State by State Outlook (major states only)

In terms of states, according to Reardon:

  • Western Australia will be the best performer with dwelling starts expected to come back to around 16,000 homes per year after falling to a low point of around 10,000 homes at the start of the year. Whilst an improvement, this is below the state’s long-run average of around 24,000 homes per year. In addition to the Commonwealth HomeBuilder program, the industry in WA has also benefited from a generous state-run incentive program. Constraints in WA do not relate so much to weakness in demand but rather access to skilled labour and available land.
  • Next is Queensland, where new home sales over the three months to August were around eight percent higher compared with the same time last year. Here, Reardon talks of several markets. In South-East Queensland, he expects detached housing to hold up reasonably well but multi-units to struggle as interstate migration from Sydneysiders seeking a change of pace continues but international migration slows. In the centre and north, prospects are mixed as housing markets in some areas benefit from an upturn in mining activity but those in other areas which rely on tourism will see lower demand.
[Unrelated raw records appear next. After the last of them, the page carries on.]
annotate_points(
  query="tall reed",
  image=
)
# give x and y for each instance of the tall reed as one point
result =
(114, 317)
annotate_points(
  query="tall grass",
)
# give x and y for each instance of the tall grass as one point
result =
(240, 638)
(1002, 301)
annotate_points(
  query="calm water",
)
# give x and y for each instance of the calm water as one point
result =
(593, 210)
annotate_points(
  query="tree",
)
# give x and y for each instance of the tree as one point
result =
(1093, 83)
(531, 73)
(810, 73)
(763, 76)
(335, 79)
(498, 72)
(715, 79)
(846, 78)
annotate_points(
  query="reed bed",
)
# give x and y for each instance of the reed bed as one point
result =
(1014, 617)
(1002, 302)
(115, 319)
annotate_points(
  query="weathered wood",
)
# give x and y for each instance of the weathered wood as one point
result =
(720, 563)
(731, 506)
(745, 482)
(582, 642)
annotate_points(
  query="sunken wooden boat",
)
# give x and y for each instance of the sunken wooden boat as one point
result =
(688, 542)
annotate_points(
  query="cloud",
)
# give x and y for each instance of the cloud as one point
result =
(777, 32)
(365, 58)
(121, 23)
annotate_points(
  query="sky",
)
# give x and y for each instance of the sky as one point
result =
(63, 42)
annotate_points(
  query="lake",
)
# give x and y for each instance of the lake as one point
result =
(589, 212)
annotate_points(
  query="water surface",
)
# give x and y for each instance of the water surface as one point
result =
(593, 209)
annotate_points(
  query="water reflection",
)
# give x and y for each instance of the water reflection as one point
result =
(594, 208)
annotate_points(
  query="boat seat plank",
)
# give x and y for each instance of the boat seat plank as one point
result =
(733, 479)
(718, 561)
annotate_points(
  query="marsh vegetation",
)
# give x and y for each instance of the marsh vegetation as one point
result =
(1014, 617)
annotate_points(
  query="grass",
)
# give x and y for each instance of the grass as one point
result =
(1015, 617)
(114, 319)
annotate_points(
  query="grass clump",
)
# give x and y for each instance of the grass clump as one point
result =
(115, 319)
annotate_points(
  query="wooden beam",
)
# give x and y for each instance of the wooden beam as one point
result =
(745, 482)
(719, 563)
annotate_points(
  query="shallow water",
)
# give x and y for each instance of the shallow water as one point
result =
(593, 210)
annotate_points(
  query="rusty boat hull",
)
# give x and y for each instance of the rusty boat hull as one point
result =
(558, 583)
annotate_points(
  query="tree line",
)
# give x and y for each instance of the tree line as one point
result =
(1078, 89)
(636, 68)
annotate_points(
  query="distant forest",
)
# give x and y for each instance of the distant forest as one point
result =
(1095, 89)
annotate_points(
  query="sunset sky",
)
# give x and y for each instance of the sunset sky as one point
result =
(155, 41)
  • South Australia has a solid and stable detached home market but was at the bottom of the cycle in terms of multi-unit construction and will not see an upturn in this segment until international migration returns.
  • In New South Wales, areas such as the Hunter region, the south coast and the Capital region have performed strongly since Homebuilder but the market in Sydney has been more challenged as price caps on HomeBuilder eligibility restrict the ability of purchases to access the grant in light of the current cost of housing in the capital. As well, the slowdown in employment on multi-unit construction will dampen overall market demand.
  • Lastly, Victoria will be difficult to read until we see the bottom of a cycle whereby sales fell back in July and August and are expected to remain low in September amid the Melbourne lockdown. What is certain, however, is that Victoria market has been driven by population growth of two percent or thereabouts for the past decade and the state will be challenged to find new forms of economic momentum after the lockdown. Add to that the impact upon employment on multi-unit construction sites as they slow down across the year and aggregate demand across the economy will slow. This will flow through into reduced demand for home building. As a result, whereas most states expect to see a bottom in the detached home market in 2020/21, in Victoria, this is not expected to occur until 2021/22.